Some very sharp observations by Alan Jacobs in a Los Angeles Review of Books interview. I’ll not highlight as you should read it all (if at all) and let Jacobs himself guide you:
I felt that [Marilynne] Robinson was, in many cases, using her entry to the liberal intelligentsia — she can always be published in the NYRB or wherever else — to be very critical of her fellow Christians, and I just wished that went the other way around. I wished she would use her opening with the liberal intelligentsia to be more critical of them.
But, I’ve got to say, there’s been a bit of a change in my thinking that can be deeply identified with the 80 percent rate at which white evangelicals — or people who call themselves evangelicals — voted for Trump. When that happened, I thought, maybe Marilynne Robinson is more right about my fellow evangelicals than I was, you know? At that point, I thought maybe I should just drop my criticism of her, she may have been right after all.
That was a very distressing moment for me. I knew there would be a lot of support for Trump simply because he was the Republican candidate. I didn’t expect it to be that high. What I expected was more of a nose-holding posture — like, I don’t like this guy, I don’t approve of his personal life, I don’t approve of many things about him, but he’s the lesser of two evils. What we got instead was a great many Christians refusing to acknowledge that there’s anything evil here at all — he’s great, he’s wonderful, he speaks for us. And I will have to admit that I was taken aback, not so much by the willingness of evangelicals to vote for him, but by the enthusiasm with which they voted for him.
And then I started looking into things a little more, because I was curious about this phenomenon. And I came to realize that a lot of people who are willing to claim the name “evangelical” are actually people who don’t go to church and couldn’t sum up what evangelical belief is. They just don’t know.
And while some see that as good news, that the people who voted for Trump aren’t really evangelicals, that’s not the lesson I took from it.
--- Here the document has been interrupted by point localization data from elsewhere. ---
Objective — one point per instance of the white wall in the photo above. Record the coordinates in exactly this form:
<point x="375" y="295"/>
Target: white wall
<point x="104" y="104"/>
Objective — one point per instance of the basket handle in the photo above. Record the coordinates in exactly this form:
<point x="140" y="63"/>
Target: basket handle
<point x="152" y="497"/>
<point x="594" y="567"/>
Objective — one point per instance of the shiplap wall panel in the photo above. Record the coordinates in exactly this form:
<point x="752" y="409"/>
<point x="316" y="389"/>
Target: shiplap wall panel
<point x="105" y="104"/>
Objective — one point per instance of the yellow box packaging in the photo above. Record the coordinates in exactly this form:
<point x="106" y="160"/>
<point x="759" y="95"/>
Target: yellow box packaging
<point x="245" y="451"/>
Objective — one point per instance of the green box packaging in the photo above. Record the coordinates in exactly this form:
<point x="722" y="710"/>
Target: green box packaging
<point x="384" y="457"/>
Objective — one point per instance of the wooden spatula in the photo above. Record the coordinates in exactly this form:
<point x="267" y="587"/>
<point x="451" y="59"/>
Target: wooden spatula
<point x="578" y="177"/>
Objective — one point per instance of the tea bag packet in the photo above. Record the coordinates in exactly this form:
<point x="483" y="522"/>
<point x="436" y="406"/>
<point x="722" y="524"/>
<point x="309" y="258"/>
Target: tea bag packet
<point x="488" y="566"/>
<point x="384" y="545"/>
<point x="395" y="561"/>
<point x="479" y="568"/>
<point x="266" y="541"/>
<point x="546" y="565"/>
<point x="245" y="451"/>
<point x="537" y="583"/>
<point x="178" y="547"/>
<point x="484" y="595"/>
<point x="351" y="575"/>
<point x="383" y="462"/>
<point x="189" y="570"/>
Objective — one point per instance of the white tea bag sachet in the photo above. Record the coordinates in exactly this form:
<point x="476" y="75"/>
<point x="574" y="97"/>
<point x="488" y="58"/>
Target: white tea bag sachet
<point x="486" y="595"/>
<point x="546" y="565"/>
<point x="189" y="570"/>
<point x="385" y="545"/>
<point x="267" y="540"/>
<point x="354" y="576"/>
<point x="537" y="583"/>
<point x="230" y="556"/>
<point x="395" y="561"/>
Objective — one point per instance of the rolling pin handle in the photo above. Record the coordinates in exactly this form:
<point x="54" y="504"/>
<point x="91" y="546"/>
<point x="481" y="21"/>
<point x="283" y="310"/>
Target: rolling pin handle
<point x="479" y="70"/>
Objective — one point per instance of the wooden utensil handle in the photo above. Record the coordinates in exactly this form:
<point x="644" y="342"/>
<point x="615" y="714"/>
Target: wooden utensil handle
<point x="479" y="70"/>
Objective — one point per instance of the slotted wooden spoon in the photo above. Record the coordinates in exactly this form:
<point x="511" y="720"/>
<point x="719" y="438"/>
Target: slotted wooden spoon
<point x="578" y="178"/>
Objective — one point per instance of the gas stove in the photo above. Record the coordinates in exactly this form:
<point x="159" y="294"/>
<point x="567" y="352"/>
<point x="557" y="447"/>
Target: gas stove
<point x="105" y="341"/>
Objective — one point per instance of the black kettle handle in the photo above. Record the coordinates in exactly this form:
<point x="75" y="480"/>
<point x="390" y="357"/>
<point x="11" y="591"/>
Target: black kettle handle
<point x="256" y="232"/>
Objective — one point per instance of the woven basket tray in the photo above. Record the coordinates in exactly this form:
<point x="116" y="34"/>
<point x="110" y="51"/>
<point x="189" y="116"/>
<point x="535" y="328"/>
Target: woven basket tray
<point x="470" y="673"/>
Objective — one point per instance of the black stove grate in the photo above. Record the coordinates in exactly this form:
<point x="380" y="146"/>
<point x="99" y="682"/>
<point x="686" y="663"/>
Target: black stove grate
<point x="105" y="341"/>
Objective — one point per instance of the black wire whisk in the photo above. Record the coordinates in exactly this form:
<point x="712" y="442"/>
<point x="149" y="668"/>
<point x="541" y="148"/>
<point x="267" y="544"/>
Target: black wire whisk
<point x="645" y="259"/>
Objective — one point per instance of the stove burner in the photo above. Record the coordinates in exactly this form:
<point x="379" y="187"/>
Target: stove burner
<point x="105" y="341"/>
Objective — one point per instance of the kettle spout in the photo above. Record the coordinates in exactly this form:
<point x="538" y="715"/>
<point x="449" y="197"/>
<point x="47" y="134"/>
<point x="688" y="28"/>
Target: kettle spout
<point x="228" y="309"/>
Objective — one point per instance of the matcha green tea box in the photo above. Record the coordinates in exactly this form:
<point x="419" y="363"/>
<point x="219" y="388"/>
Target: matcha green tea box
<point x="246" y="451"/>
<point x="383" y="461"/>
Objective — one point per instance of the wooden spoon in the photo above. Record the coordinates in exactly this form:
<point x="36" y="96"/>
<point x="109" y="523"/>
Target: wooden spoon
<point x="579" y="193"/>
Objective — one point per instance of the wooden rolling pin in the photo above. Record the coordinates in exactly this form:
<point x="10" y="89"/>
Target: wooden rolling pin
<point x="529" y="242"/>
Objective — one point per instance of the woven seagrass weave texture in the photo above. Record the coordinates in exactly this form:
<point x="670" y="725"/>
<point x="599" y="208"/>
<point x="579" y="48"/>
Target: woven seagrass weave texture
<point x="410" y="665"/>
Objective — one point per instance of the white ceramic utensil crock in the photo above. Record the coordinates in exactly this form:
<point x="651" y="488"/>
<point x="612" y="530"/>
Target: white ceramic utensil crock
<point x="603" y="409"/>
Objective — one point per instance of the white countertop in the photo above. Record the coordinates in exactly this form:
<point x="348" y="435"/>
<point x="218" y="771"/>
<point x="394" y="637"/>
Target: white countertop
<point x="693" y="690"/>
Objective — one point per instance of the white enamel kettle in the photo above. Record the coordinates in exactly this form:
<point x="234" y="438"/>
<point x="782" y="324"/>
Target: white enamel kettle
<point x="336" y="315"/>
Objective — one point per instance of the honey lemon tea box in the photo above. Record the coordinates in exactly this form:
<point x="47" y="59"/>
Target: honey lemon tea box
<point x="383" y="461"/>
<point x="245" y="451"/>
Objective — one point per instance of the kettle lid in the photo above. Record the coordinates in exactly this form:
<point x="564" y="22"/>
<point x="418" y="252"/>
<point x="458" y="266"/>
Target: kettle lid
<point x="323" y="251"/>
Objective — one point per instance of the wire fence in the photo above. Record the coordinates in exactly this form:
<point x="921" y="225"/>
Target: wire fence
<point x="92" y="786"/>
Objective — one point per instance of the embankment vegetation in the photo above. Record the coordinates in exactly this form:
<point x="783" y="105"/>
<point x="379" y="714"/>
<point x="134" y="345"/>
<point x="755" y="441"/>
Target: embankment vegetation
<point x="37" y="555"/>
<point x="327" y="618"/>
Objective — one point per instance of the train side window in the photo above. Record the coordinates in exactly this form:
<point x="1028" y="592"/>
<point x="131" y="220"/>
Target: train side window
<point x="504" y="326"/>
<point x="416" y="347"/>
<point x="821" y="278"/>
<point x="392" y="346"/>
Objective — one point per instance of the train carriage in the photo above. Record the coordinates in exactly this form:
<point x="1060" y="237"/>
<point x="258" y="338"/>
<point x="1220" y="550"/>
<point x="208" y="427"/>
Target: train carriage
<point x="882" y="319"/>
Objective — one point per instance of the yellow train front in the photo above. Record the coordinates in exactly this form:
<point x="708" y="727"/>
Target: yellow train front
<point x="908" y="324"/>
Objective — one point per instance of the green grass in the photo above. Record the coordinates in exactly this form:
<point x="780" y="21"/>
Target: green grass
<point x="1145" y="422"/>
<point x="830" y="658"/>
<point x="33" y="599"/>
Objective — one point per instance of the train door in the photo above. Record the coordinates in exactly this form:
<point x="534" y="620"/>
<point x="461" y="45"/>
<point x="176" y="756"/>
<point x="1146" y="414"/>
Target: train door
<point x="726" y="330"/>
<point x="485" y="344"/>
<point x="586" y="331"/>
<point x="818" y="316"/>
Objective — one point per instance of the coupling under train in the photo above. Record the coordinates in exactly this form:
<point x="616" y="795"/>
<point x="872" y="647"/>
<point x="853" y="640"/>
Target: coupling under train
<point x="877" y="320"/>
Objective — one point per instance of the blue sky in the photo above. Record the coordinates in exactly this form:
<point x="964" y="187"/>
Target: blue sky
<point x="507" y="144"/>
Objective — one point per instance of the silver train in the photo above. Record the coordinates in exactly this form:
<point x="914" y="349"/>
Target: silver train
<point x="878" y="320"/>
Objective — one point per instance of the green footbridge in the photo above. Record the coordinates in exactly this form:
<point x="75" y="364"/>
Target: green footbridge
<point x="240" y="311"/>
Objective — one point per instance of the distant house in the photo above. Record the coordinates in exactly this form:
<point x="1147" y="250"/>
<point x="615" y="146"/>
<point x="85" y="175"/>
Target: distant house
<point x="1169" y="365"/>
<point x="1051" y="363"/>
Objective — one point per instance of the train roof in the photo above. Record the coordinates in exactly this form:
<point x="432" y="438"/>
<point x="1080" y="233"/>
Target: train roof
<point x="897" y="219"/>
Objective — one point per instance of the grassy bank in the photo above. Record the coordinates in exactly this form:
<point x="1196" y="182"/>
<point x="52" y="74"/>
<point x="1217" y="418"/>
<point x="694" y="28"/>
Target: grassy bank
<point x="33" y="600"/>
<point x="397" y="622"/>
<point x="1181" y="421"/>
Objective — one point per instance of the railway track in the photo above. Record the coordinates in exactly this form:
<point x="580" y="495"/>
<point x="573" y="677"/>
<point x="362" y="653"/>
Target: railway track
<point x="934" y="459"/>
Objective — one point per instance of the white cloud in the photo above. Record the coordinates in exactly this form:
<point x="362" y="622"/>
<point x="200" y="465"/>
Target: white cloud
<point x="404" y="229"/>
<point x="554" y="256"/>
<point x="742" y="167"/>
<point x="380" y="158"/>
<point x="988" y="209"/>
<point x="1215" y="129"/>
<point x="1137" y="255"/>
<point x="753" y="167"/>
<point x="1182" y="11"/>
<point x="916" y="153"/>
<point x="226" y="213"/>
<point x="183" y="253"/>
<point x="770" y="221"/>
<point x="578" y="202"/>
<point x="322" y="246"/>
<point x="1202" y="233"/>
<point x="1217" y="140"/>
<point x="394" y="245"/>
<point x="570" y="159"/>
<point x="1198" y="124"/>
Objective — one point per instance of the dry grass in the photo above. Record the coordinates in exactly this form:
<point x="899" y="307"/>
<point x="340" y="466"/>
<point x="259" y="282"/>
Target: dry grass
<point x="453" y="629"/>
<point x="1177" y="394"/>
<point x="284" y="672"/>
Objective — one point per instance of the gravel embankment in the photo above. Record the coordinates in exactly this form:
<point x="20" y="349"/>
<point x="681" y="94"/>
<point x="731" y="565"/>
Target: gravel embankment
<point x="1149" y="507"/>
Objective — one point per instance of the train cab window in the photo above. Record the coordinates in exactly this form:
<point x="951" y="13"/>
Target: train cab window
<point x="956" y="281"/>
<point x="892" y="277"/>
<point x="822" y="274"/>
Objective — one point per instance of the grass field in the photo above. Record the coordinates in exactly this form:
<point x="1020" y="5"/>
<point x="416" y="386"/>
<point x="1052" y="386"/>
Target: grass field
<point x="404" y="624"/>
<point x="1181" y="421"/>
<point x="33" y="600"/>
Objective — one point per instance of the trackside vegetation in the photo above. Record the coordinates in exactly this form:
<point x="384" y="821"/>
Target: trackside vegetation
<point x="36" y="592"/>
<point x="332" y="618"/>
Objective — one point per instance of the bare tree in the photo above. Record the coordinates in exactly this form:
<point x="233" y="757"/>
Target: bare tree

The lesson I took from it is: How many of us are there? We used to think there are a lot of evangelicals in America. Maybe there aren’t very many people who are sufficiently formed in the Christian faith to be able to say what it is.
So, what does “evangelical” mean?
Right now, I have no freaking idea. [Laughs.] I couldn’t begin to tell you.
What is it supposed to mean?
So, the most classic definition is one that was coined by Scottish historian David Bebbington (you can Google the term “Bebbington quadrilateral”), and it consists of these four things: evangelicals are people who believe in a conversion experience; they believe in the authority of scripture; they have a theology centered on the cross, and Jesus’s atoning work on the cross; and, as Bebbington puts it, they engage in a theologically informed activism, they get out there and preach the gospel and try to win people over. Some have suggested revisions to that, but that’s the general thing.
And what we’re looking at now is that many of the people who call themselves “evangelical” in polls are people who actually could not in any meaningful way affirm any of those four things. But that’s not encouraging to me, because what that suggests is that there are all these people who have some kind of tribal association with the word “evangelical.” And that means that evangelical churches have allowed themselves to degenerate into a kind of tribalism, rather than theologically informed, compassionate activism.